“Les problèmes inhérents au naturalisme visuel ont été clairement décrits dans un texte grec connu comme étant un document apocryphe de saint Jean et que les philologues situent en Asie mineure au IIè siècle après Jésus-Christ. Lycomède, un disciple de Jean, pria un jour un peintre de faire le portrait du saint homme. Jean découvrit le portrait, ne reconnut pas de qui il s’agissait car il ne s’était jamais vu dans un miroir, et le tint pour une idole. Lycomède apporta alors un miroir, Jean compara l’image au portrait et dit:
“Par la vie du Seigneur Jésus-Christ, ce portrait me ressemble. En fait, non pas à moi, mon enfant, mis à mon image charnelle. Car si ce peintre, qui a imité mon visage, veut faire mon portrait, les couleurs qu’il vient de me donner, les tablettes de bois, l’esquisse…, l’aspect, la forme, la vieillesse, la jeunesse, bref tout ce qui est visible le laissera encore dans l’embarras.

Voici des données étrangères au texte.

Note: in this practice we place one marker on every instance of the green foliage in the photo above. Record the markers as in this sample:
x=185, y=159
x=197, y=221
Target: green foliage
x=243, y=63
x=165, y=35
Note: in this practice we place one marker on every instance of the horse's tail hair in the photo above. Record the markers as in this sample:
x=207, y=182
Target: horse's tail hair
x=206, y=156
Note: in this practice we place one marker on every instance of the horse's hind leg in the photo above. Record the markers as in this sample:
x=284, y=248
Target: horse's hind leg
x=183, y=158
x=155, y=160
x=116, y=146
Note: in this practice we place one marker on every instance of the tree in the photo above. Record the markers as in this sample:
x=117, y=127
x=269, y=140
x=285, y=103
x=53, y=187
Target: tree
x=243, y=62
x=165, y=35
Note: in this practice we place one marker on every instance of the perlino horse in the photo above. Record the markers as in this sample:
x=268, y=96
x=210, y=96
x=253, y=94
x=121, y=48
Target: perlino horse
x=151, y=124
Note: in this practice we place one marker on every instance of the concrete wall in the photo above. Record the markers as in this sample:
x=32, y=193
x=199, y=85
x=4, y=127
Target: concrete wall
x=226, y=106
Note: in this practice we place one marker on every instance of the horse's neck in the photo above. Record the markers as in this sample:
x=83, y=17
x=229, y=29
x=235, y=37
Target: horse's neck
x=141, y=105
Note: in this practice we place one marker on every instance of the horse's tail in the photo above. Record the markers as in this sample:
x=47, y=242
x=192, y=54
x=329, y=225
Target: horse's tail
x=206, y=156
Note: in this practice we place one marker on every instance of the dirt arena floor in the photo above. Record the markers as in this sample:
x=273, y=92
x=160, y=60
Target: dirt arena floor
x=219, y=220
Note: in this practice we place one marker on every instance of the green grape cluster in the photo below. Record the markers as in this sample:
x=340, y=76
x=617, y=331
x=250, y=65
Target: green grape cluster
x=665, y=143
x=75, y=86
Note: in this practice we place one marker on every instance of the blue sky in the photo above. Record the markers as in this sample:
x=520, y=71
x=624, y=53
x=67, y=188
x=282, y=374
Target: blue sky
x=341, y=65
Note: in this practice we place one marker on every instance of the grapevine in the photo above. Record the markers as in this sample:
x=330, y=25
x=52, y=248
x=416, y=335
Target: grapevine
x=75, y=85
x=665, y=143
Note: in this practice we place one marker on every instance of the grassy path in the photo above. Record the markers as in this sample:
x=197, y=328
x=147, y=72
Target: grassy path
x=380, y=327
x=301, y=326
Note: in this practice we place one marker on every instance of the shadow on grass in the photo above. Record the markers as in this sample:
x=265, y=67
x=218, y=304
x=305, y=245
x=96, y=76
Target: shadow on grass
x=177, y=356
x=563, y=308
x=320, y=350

Mais toi, Lycomède, soit un bon peintre pour moi. tu possèdes des couleurs que te donne par mon intermédiaire celui qui pour lui-même nous peint tous, Jésus, qui connaît les formes, traits, aspects, dispositions et figures de nos âmes. Mais ce que tu viens de faire est puéril et imparfait: tu as peint le portrait d’un mort.”
Ou pour dire les choses autrement: le réalisme visuel ne tient pas compte de la vie ni de l’âme.”
Si notre époque croyait de manière naïve au pouvoir salutaire et à l'"objectivité" des arts, si elle n'établissait pas de séparation entre l'art et l’État et accordait aux arts des subventions généreuses basées sur les recettes fiscales, si elle faisait des arts une des principales matières enseignées dans les écoles, si notre époque, par ailleurs, tenait les sciences pour un champs d'activité ludique où les joueurs peuvent choisir l'un ou l'autre des jeux proposés selon leur humeur, il serait bien sûr tout aussi pertinent de souligner que les arts sont des sciences. Mais nous ne vivons malheureusement pas à pareille époque.